Ashley E. Lucas

Professor of Theatre & Drama and LS&A Residential College


[email protected]
2435 Walgreen


Bio

Ashley Lucas is Professor of Theatre & Drama, the Residential College, the Penny Stamps School of Art & Design, American Culture, and English Language and Literature at the University of Michigan. She is the Director of Latina/o Studies, Former Director of the Prison Creative Arts Project (PCAP), and a founding member of the Carceral State Project. She holds a B.A. in Theater Studies and English from Yale University and a joint Ph.D. in Ethnic Studies and Theatre and Drama from the University of California, San Diego. She is a fellow of the Ford Foundation, the University of North Carolina at Chapel Hill (UNC) Faculty Engaged Scholars Program, UNC’s Institute for Arts and Humanities, UM’s Institute for the Humanities, and Hedgebrook Writers in Residence program.
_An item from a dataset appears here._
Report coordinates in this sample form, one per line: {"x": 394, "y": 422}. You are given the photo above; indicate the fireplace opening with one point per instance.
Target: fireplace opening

Her research and teaching interests include U.S. Latina/o theatre, prison theatre, theatre for social change, and related topics in acting, playwriting, and comparative ethnic studies. Lucas is also the author of an ethnographic play about the families of incarcerated people entitled Doin’ Time: Through the Visiting Glass, which she has performed as a one-woman show throughout the U.S. and in Ireland, Brazil, and Canada. Her book Prison Theatre and the Global Crisis of Incarceration (Bloomsbury, 2020) examines the ways in which incarcerated people use theatre to counteract the dehumanizing forces of the prison. The book was also translated into Portuguese by Vicente Concilio and published in Brazil (Editora Hucitec, 2021). Her publications include articles in Plough QuarterlyJournal of American Drama and Theatre, the Journal for the Study of RadicalismLatin American Theater ReviewAmerican Music, Urdimento, and Revista de Literatura Contemporania de México. Together with sociologist Jodie Lawston, Lucas guest edited a special issue of the National Women’s Studies Association Journal on the topic of “Women and Criminal Justice: Policing, Prosecution, and Incarceration” (Summer 2008). Lucas and Lawston also collaborated on an edited volume entitled Razor Wire Women: Prisoners, Activists, Scholars, and Artists (SUNY Press 2011) and write a blog by the same title: http://razorwirewomen.wordpress.com. From 2013-2019, Lucas also ran the PCAP Brazil Exchange—an exchange program with the Universidade Federal do Estado do Rio de Janeiro and the Universidade do Estado de Santa Catarina—taking students to Rio and Florianópolis each summer to do theatre work inside prisons, hospitals, and favelas.

Education

BA (theater studies and English), Yale University
MA (ethnic studies), University of California – San Diego
PhD (ethnic studies and theatre & drama), University of California – San Diego.